Ive only started matt . 

When I first got the faces back from powder... i have to admit i was shocked at how bright they turned out. After mounting them though... I just love how it looks on the car. 



wagner17 said:


> looks amazing what was the specs in the begining and now??? looks great:thumbup::thumbup:


Fronts were 17x8 et53 with 1/2" lips, now are 17x9 et25ish with 2.5" lips
Rears were 17x9 et50 with 1" lips, now are 17x10.5 et15ish... with 3" lips
Not too positive about the ETs I had them milled down and never really calculated the new offsets. 
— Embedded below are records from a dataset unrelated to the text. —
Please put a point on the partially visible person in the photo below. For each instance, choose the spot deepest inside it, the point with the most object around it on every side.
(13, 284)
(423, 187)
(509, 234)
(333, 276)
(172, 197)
I got the lips chromed and faces powder coated pastel blue.



craigerk said:


> is it sticking? hold the switch 'up' and have a friend hit it/bang around it to make it vibrate. If it's sticking, the vibration of the compressors might be jarring it.
> 
> My rears were sticking (older valves) and I had my buddy hit them and they would work then not, then work, etc. I just took them apart and cleaned them up. I found this thread on cleaning valves, mine werent the same, but it gives you an idea on how to.
> http://www.s10forum.com/forum/f125/smc-valve-cleaning-how-to-237585/


awesome, Ill try that this weekend. Its really starting to get annoying to have to dump the air out of my tank just to start moving... 



DoctorDoctor said:


> Dope :thumbup:


Thank you sir


----------



## Ionz13 (Sep 28, 2005)

Jour bumpers are different colors...

Still loving this thread. Any shots of the new trunk setup?


----------



## DEZL_DUB (Aug 18, 2007)

oh wow :thumbup:


----------



## Jetta11J (Feb 20, 2005)

SIRPOP said:


>


more of this please!!!:thumbup:


----------



## Mike GoFast (Mar 6, 2006)

I will be getting bags within the next year and am also installing them on a daily...
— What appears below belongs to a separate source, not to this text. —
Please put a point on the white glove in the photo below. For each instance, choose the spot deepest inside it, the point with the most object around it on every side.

It sounds like you've had success with your setup, do you care to tell what your typical maintenance is? Monthly tank drain? Leave it in the air overnight to check for slow leaks? Any specifics? Any suggestions of what you would do the first time around?

Thanks :beer:


----------



## SoloGLI (Jan 20, 2005)

Mike GoFast said:


> I will be getting bags within the next year and am also installing them on a daily...
> 
> It sounds like you've had success with your setup, do you care to tell what your typical maintenance is? Monthly tank drain? Leave it in the air overnight to check for slow leaks? Any specifics? Any suggestions of what you would do the first time around?
> 
> Thanks :beer:


After having Nik build my setup in my Jetta, and doing my setup in my TT now, and also watching him build several other setups, he will tell you one thing to make everything last like his system has... *Do it right the first time*. Can't stress that enough because it will save you headaches down the road. For maintenance, it really depends where you live. For us, we live in SoCal, so there isn't too much moisture that accumulates, but draining the tank every so often is necessary. Other than that, if everything was installed correctly the first time, there is very little in terms of maintenance that's needed.


----------



## SIRPOP (Apr 12, 2006)

Mike GoFast said:


> I will be getting bags within the next year and am also installing them on a daily...
> 
> It sounds like you've had success with your setup, do you care to tell what your typical maintenance is? Monthly tank drain? Leave it in the air overnight to check for slow leaks? Any specifics? Any suggestions of what you would do the first time around?
> 
> Thanks :beer:


As far as maintenance goes, I drain my water trap once every two weeks and fix leaks if one comes up. Thats really the extent of my maintenance. I've only drained my tank twice, once every year since its been on my car. 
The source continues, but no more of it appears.